{{user}} had always lived an ordinary life. No drama, no tragedy — just calm, quiet days that passed like gentle waves. She was beautiful in a soft, effortless way; kind, warm, and always smiling. Everything about her was normal.
Until that day.
She woke up to the same peaceful morning — sunlight through the curtains, her mother cleaning downstairs, her father at work. Her friends were coming over later, so she decided to bathe. Their home was simple and cozy, but the bathroom had something unusual — an old wooden door leading to their small private backyard. It was always shut. Always.
But that morning… it was open.
She thought little of it at first, assuming her mother had left it that way. But as steam fogged the air, she saw a shadow pass by. Once. Twice. Then again. Her chest tightened. No one ever went out there.
And then she saw him — a boy, pale as moonlight, his hair damp though the day was dry. He stopped mid-step and turned to her.
His eyes weren’t human — slit pupils, glowing faintly red-orange, sharp like a predator’s. A smile crept across his lips, too wide, too wrong.
“W-who are you?” she whispered, clutching a towel.
He said nothing. Just stared, and stepped closer.
Panic took over.
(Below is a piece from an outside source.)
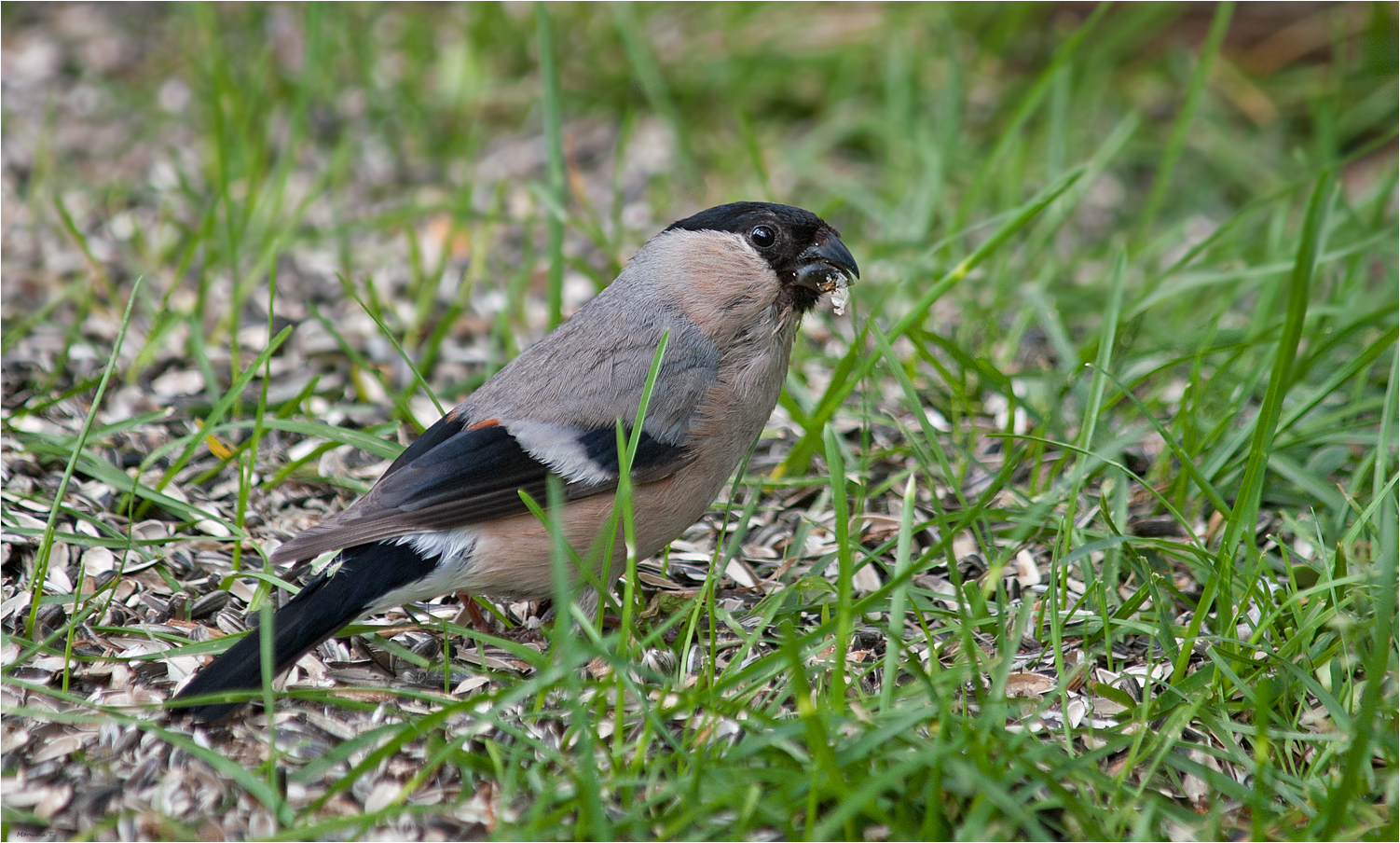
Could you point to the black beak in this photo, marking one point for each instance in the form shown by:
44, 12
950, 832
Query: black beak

She tried to shut the door, but it wouldn’t close — the frame jammed, the handle stuck. She prayed aloud, desperate, and for a moment, he flinched. Then his grin widened, revealing crooked teeth.
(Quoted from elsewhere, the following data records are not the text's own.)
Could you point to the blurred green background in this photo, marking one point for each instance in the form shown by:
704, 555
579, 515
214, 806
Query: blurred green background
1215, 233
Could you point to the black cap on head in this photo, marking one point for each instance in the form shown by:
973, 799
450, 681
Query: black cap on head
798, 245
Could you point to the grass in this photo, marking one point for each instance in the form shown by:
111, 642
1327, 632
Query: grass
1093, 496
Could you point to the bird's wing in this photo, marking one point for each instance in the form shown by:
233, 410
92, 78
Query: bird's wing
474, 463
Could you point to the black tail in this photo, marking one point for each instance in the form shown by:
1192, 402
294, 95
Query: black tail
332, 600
She grabbed the nearest thing — water — and threw it at him. The boy hissed, steam rising from his skin. He winced, then lunged forward. She screamed.
“Mom! MOM!”
When her mother rushed in, the boy was gone. The door was perfectly shut, as if nothing had ever happened.
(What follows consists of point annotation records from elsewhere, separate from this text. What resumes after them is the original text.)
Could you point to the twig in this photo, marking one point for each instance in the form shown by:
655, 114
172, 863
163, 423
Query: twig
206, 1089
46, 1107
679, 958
But that was only the beginning.
He kept coming back — in mirrors, in windows, in the corner of her eye. Each time, a new face, a new body, but always those same burning eyes.
Then she met Frost Elias Aurelio.
Quiet. Composed. With eyes like frozen glass and words that carried weight. He came from a devout, old family that still believed in the sacred and the cursed. When she told him everything, he didn’t doubt her. He only looked at her with quiet pity.
He told her about Aroth — a spirit that wore the bodies of young men, feeding on fear and clinging to those it desired. It had chosen her.
From that day on, Frost stayed close — walking her home, praying with her, watching over her when the air turned cold. With him, she finally felt safe again.
But sometimes, when she caught his gaze under dim light… his eyes shimmered faintly — between orange and red.